The firm is particularly dexterous at handling unpleasant edge conditions like rail yards or old industrial sites. At a project called Kinzie Park, for example, it designed an acoustically treated concrete-block wall to minimize noise and vibrations from an elevated commuter train line that runs right behind the community.
Due influence
Nearly everyone who followed the Chicago loft and town-house craze agrees that Pappageorge/Haymes had a great deal to do with igniting it. "They basically made the town-house boom," says Hill, who is now the senior vice president director of the Chicago office of Grubb & Ellis, the commercial real estate firm. "They added a level of sophistication to this category of housing that wasn't there before."
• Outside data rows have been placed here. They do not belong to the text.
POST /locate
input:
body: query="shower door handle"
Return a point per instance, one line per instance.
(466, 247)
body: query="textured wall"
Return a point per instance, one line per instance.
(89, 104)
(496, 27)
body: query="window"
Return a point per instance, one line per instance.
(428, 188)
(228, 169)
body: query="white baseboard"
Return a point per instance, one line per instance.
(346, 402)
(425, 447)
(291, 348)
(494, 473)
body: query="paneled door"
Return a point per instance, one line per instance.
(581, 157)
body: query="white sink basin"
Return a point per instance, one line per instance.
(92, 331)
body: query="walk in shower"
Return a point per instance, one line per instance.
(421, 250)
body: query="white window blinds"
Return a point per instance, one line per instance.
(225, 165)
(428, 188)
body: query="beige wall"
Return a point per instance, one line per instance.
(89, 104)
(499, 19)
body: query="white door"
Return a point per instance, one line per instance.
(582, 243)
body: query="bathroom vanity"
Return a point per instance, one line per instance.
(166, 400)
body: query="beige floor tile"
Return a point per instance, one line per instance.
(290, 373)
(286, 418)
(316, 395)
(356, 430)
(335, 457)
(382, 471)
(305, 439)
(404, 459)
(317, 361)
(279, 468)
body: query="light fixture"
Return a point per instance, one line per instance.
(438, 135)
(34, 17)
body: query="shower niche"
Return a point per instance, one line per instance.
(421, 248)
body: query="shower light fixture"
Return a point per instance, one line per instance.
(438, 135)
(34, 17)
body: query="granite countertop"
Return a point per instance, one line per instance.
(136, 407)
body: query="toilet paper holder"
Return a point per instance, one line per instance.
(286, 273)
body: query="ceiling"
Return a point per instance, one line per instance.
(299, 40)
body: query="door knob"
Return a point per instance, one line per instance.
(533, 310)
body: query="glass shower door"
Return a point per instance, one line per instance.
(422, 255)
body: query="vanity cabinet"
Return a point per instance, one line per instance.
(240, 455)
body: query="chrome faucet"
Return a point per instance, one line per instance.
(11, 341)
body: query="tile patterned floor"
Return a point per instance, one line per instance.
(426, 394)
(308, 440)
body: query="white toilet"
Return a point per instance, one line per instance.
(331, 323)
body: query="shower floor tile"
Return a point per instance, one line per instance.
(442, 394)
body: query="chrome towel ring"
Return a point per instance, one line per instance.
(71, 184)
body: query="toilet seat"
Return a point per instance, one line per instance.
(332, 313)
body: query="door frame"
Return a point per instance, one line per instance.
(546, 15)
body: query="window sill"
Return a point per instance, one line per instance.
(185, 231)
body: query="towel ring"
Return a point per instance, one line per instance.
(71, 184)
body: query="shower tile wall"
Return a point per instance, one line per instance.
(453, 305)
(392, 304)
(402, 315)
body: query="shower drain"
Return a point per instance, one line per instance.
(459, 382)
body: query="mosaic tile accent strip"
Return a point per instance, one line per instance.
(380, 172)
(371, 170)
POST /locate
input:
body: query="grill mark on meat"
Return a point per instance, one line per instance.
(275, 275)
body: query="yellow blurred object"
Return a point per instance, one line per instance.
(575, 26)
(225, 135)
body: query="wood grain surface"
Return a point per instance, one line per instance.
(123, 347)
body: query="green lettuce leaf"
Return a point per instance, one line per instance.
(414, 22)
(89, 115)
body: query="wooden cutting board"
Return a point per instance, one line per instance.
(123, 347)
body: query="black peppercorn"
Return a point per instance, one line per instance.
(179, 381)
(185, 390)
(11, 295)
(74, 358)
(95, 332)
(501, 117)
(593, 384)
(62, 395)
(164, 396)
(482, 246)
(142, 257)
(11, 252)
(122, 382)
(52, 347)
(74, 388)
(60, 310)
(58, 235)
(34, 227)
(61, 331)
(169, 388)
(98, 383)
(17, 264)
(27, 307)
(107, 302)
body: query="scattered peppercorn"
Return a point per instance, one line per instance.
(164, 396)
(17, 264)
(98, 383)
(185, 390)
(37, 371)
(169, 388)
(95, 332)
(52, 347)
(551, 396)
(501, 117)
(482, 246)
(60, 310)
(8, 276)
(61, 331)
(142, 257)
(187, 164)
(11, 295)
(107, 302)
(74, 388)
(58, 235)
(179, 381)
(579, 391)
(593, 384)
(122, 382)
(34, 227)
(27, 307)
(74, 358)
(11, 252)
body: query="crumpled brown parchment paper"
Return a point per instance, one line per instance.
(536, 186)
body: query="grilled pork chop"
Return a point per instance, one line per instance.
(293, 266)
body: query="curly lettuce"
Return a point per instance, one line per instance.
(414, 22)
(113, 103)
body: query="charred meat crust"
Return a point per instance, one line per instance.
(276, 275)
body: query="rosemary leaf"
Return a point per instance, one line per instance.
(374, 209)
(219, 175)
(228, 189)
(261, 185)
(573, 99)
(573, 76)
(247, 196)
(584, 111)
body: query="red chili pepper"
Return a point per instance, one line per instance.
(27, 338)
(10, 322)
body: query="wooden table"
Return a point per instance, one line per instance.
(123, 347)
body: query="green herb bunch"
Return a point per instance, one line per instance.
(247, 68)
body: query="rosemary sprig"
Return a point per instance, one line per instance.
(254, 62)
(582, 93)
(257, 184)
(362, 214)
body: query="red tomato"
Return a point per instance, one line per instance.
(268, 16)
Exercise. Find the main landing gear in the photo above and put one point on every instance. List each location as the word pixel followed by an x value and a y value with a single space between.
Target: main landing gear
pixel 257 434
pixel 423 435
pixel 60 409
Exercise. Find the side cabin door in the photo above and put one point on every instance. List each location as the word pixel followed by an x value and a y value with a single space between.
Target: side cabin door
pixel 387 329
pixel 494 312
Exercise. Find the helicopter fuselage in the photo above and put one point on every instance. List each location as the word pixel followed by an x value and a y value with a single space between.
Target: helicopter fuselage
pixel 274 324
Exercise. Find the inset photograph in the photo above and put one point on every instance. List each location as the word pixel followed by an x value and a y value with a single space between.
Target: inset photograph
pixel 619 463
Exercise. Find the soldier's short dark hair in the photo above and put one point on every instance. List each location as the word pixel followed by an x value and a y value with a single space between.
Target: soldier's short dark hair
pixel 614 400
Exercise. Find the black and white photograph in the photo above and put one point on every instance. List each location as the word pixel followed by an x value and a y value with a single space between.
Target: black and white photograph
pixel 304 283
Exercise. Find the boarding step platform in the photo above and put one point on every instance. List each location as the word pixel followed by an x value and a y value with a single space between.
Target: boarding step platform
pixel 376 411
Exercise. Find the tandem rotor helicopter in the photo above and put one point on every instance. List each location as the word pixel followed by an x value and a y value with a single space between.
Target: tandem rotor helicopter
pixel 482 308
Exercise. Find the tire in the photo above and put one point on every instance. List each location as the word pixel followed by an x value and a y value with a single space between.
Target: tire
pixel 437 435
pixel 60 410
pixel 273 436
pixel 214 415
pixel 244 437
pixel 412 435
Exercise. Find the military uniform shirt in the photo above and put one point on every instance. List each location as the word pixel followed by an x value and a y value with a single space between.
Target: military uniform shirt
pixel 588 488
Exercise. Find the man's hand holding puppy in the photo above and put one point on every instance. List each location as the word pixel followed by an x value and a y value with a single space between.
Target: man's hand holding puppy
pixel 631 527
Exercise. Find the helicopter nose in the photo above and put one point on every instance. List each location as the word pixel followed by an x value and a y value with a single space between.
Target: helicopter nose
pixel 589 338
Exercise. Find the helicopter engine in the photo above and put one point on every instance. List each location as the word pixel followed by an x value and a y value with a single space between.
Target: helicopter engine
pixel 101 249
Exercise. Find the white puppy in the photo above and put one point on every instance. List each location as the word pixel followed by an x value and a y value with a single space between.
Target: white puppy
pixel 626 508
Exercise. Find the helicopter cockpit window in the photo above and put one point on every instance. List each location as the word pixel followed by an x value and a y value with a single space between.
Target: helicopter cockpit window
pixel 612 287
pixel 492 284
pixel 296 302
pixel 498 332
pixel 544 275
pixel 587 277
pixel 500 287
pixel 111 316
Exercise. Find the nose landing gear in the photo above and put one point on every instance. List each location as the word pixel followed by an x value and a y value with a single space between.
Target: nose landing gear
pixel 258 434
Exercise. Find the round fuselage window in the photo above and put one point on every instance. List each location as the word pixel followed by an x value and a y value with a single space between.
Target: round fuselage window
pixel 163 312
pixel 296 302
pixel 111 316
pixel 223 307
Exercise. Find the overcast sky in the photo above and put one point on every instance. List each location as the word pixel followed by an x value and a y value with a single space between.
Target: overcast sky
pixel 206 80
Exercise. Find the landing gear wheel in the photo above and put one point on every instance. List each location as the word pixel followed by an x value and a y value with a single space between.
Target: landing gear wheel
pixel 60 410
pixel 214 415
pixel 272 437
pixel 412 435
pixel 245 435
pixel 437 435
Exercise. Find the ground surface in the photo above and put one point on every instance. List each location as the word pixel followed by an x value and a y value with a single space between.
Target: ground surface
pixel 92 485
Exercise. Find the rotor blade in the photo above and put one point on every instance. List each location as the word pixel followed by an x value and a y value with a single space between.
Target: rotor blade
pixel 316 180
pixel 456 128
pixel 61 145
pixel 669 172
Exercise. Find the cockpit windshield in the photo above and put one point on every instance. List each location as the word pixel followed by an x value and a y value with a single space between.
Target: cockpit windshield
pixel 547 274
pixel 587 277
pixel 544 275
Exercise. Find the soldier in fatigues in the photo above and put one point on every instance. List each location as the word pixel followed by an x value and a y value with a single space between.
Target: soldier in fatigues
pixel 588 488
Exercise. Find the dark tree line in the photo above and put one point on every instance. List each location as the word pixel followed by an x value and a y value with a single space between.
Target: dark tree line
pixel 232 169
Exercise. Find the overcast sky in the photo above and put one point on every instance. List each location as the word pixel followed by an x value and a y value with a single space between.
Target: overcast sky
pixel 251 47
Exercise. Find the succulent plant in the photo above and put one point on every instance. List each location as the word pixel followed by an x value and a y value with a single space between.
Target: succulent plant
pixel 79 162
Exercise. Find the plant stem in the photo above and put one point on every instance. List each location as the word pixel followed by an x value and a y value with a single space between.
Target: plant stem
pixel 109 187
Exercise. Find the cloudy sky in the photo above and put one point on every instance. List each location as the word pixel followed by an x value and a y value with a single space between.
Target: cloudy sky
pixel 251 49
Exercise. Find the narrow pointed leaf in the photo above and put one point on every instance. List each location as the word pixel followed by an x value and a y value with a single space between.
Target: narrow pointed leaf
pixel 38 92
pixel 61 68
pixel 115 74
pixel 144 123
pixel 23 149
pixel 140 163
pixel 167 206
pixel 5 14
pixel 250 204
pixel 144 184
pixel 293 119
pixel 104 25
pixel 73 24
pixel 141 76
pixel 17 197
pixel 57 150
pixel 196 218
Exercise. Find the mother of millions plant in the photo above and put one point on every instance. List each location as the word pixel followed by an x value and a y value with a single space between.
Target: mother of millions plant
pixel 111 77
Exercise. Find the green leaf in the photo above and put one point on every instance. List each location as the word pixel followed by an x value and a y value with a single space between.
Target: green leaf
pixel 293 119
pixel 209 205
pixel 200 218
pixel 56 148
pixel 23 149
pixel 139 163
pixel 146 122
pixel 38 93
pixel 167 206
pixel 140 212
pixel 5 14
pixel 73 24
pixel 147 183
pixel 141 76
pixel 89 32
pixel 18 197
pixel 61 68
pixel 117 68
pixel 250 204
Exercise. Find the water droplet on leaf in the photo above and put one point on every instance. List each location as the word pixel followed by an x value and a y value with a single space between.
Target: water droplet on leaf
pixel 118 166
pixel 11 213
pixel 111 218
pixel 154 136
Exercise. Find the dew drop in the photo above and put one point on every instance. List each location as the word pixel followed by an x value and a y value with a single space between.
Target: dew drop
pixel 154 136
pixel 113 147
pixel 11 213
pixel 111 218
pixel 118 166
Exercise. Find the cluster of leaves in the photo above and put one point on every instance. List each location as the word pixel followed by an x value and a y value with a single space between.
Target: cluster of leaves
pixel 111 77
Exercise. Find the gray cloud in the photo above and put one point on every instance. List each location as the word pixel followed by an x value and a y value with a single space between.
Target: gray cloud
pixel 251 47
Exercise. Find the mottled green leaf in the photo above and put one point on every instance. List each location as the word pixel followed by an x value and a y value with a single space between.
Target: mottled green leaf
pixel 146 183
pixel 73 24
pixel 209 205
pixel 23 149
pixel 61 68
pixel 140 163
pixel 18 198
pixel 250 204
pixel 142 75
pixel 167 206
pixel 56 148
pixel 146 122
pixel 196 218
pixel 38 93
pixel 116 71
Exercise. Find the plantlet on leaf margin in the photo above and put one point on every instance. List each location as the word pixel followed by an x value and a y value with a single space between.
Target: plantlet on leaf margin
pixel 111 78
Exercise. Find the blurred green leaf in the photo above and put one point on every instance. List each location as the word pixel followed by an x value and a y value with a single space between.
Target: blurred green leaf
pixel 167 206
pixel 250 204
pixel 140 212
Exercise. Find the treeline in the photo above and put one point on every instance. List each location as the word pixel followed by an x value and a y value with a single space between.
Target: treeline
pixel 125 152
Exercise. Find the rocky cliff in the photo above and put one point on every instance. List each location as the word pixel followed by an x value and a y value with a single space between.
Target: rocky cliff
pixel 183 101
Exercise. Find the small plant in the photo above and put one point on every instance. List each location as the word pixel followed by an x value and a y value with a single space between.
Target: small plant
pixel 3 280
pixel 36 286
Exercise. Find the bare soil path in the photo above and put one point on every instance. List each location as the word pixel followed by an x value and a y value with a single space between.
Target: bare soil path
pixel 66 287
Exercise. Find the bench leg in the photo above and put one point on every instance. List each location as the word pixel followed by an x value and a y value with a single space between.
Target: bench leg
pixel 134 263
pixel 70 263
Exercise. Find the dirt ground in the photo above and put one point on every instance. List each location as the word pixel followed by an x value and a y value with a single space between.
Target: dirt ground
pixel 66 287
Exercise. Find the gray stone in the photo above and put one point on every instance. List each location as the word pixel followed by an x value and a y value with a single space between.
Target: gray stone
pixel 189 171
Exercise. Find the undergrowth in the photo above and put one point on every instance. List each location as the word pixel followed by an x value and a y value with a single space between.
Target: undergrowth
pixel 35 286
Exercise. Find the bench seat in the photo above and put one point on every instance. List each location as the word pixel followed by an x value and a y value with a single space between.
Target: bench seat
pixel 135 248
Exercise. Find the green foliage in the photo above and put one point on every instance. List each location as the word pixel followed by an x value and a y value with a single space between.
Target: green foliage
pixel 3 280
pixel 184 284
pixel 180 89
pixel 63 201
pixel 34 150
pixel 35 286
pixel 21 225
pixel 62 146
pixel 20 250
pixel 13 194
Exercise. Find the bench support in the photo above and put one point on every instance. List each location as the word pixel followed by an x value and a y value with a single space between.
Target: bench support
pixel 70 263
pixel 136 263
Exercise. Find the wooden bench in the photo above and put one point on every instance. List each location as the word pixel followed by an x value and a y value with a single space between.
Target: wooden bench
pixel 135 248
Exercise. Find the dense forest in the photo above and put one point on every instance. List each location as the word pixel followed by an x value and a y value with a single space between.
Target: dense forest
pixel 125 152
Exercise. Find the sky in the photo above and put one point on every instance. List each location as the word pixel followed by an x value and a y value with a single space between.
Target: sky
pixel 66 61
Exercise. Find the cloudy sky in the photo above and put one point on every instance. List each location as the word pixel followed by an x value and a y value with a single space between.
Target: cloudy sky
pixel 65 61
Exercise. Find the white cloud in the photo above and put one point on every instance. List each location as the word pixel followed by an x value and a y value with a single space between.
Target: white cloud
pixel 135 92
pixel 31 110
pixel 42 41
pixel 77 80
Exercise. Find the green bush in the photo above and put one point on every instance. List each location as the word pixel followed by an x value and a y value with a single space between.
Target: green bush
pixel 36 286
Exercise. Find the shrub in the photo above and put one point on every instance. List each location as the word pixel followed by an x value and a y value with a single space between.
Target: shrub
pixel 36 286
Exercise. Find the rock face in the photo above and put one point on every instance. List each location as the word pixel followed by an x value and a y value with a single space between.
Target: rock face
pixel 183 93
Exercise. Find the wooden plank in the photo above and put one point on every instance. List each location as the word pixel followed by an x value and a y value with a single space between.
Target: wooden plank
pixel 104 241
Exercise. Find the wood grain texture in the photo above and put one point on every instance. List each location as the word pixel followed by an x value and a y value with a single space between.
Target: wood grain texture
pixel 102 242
But the firm's impact certainly isn't limited to the past. In addition to branching out into high rises, the partners are venturing into the suburbs to work with the international, San Francisco-based firm Gensler on a new, mixed-use town center in Glenview, about 10 miles north of Chicago. While they still do some nonresidential projects--they just won a local competition to design their first museum--a good 70 percent of their work consists of housing.
Pappageorge/Haymes doesn't do as much construction management as it used to--it's working with bigger developers who tend to want to manage the projects themselves. But the two principals have their own development and construction management company, PH Properties. They established it about 10 years ago, having done a little developing on the side ever since Pappageorge's thesis project. Of course, the company uses Pappageorge/Haymes as its architect. It concentrates on small to medium-size infill projects, often high-end single-family houses built on spec.
PH Properties challenges and interests both partners, but they're architects first. They spend about 15 percent of their time on their newer company, leaving the other 85 percent for Pappageorge/Haymes. Either Pappageorge or Haymes acts as design principal on every job, filtering work down through six associates and many project managers. Pappageorge handles personnel and public relations; Haymes runs the financial end of the business. They work from the same studio in the city's River North section that the firm has occupied for 17 years, sharing a large, L-shaped space as their private office.
Are they worried about the apparent slowdown of the national economy, which, if it continues, will have major repercussions for real estate markets? Not at all. "We've been in business in this city a long time," says Pappageorge, who, like Haymes, is a few years shy of 50. "If there's a recession or a slowdown, it's the ones who have been around who'll survive."